IU has stopped enforcing late-night protest ban
After Indiana University administrators called in state troopers to remove a pro-Palestinian encampment in the spring—creating nationally broadcast scenes of pandemonium in Bloomington, where riot gear–clad police arrested demonstrators—the IU Board of Trustees set a new policy on expression.
Right before the crackdown, the administration had banned camping on campus. Afterward, officials doubled down, adding a raft of new restrictions that took effect Aug. 1. Among them: a ban on “expressive activity” between 11 p.m. and 6 a.m.
Since then, many faculty, staff, students and others have been purposefully violating the ban, said Ben Robinson, a tenured associate professor of Germanic studies at IU. Robinson said he and others have been holding protest “vigils” every Sunday after 11 p.m., and hundreds of people have taken part.
But this Sunday will be the last vigil, Robinson said, because, in a surprising turn of events, the university has given its tacit approval.
“Nonamplified sound is okay past 11 p.m., and so are candles assuming they are not fixated to the ground in any way,” an IU Event Management employee wrote in an email to a vigil organizer that Robinson shared with Inside Higher Ed. “AKA as long as you are just using handheld candles, that is fine. Let me know if you need anything else!”
Mark Bode, an IU spokesperson, didn’t provide an interview Monday. He initially responded to Inside Higher Ed’s inquiry Monday with a single sentence: “There has been no change to the Expressive Activity Policy.”
When provided with the message from IU Event Management, Bode wrote in a follow-up email that there was a request “for an event scheduled to start at 10:30 p.m. … The requestor did not mark the event as one pertaining to expressive activity, and the requestor’s questions were answered with that understanding. Under the Expressive Activity Policy, expressive activity is permitted until 11:00 p.m. Events Management will follow up with the requestor to provide an opportunity to update the submission.”
Robinson agrees that the policy is still on the books and said he’s a plaintiff in an ongoing lawsuit to officially overturn the ban; a hearing is scheduled for Nov. 15. But he is already declaring victory in one sense.
“Our moral spirit, our community’s care about free speech has had the steadfastness that has forced them to back down in enforcement,” said Robinson, a Jewish supporter of the boycott, divestment and sanctions movement against Israeli policy.
Robinson said he was among about 20 people who previously received letters of reprimand for violating the policy. Yet when ESPN’s College GameDay came to Bloomington last month for an IU–University of Washington football game, students camped and celebrated past 11 p.m.
“Their policy is in shambles—they don’t have the conviction behind it,” Robinson said. “We saw their dishonesty already; what we’re seeing now is their lack of courage.”

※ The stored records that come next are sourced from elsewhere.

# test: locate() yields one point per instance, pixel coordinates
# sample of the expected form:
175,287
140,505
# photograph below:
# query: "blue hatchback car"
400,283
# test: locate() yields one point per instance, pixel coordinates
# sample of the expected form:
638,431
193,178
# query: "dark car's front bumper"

Russ Skiba, an IU Bloomington professor emeritus, wrote in an email Monday that the administration has shown other signs of a shift in approach. “Neither the IUPD nor administration representatives were present at the most recent vigil, the first time that has happened,” Skiba wrote. “From our perspective, the administration was clearly backed into a corner by media coverage of their inconsistency in enforcement between the vigil and football celebrations, an inconsistency which contradicts state law governing expressive activity policies.”
If officials have stopped enforcing the policy, “it’s certainly incumbent on the university to make that clear,” said Risa Lieberwitz, a labor and employment law professor at Cornell University.

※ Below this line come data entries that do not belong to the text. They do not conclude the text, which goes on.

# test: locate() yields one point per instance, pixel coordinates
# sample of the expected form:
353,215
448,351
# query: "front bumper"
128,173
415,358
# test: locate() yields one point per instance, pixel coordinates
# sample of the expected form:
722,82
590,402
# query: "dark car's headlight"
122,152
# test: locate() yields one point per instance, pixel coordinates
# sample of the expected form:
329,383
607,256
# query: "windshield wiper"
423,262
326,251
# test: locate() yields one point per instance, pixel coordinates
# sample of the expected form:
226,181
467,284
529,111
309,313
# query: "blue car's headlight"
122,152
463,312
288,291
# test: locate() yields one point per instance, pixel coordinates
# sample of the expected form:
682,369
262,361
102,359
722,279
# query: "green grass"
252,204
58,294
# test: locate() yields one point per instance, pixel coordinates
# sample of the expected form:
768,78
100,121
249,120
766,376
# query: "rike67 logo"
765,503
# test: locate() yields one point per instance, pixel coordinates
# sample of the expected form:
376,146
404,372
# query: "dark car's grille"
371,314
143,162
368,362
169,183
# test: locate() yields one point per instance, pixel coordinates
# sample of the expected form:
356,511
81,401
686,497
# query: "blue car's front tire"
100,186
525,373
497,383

“We’ve seen across the country universities adopting overly broad and overly restrictive speech policies … particularly since this past summer,” said Lieberwitz, who’s also a member of the American Association of University Professors’ Committee A on Academic Freedom and Tenure.
While the vigils may be ending, the protests against the broader policy won’t, Robinson said.
“We are very determined that we return to a good-faith policy that fosters speech,” he said. “When power doesn’t meet with obsequiousness, it starts to tremble.”